O repertório do novo disco, porém, não deve ficar restrito aos ex-companheiros de Clube da Esquina. Milton Nascimento avisa que o novo álbum deve inaugurar algumas parcerias inéditas. Como a com Samuel Rosa, vocalista do grupo Skank, e com Carlinhos Brown, mentor do grupo Timbalada. Estou aberto para novas parcerias. Sinto como se estivesse começando..., brinca. Bem-humorado, Milton recorda que conheceu Carlinhos Brown em 1997, num réveillon na casa de Gilberto Gil em Salvador, na Bahia. A identificação entre Milton e o elogiado compositor baiano foi imediata. A gente tem muito a ver, em todos os sentidos..., frisa.
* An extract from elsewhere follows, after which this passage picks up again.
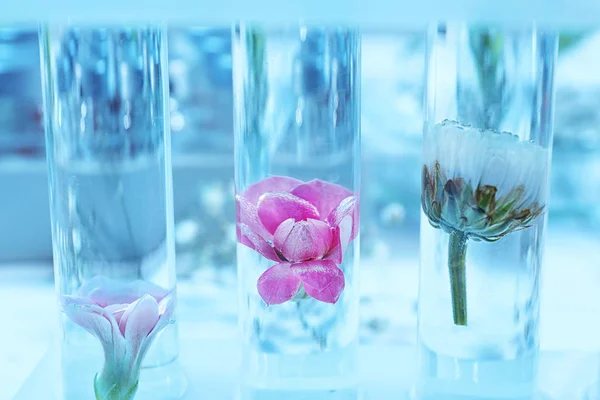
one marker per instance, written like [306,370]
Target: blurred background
[201,123]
Aos 56 anos, Milton Nascimento se diz completamente restabelecido da crise diabética que o derrubou no ano passado. Mesmo obrigado a tomar injeções diárias de insulina, o autor de Maria, Maria e Nos Bailes da Vida ressalva que aprendeu a tirar o tratamento de letra e anuncia sua disposição de trabalhar como ator. Depois de fazer esporádicas participações no cinema - como nos filmes Fitzcarraldo, de Werner Herzog, e Os Deuses e Os Mortos, de Ruy Guerra - Milton retorna aos sets em O Viajante, dirigido por Paulo César Saraceni a partir de um romance de Lúcio Cardoso. No filme, faço vários papéis. Entre eles, o de um tocador de realejo, gaba-se.
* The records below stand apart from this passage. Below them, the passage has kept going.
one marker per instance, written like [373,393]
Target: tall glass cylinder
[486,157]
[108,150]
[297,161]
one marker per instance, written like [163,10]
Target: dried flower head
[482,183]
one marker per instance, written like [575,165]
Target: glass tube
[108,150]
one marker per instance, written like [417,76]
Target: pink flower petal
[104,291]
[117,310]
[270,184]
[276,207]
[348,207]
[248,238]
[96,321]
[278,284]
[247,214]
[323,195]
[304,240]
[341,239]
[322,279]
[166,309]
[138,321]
Paralelamente aos novos projetos, Milton Nascimento festeja o disco de platina que já ganhou pela vendagem de 250 mil cópias de Tambores de Minas. Gravado em março deste ano no Teatro João Caetano, no Rio, esse álbum é o registro ao vivo do CD Nascimento, que ganhou o prêmio Grammy na categoria de world music. Depois de concorrer cinco vezes, Milton está tão satisfeito com a premiação que parece não se importar com o fato de ter sido incluído numa categoria tão vaga que inclui nomes como a cantora cabo-verdiana Cesária Évora e o grupo de música flamenca Gipsy Kings. Essa história começou quando gravei Native Dancer com o Wayne Shorter. Os americanos não sabiam muito bem como me classificar e inventaram esse negócio de world music, acredita.
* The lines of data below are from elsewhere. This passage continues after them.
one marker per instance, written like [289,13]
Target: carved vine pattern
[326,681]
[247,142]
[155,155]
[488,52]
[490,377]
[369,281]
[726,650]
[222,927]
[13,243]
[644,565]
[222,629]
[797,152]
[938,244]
Apesar de já ter lançado um álbum ao vivo recentemente - o Amigo, de 96 - Milton Nascimento decidiu apostar novamente no formato. É um dos shows mais caros e elaborados da minha carreira. Não podia ficar só na lembrança, justifica. Mesmo acreditando que o Grammy torna o cantor mais reconhecido no mundo inteiro, o cantor prefere excursionar com o espetáculo Tambores de Minas pelo Brasil e diz que só volta a se apresentar lá fora em 99, quando tem shows agendados na Europa e no Japão. Não faço distinção de público. Quando estou no palco, me sinto em casa, conclui.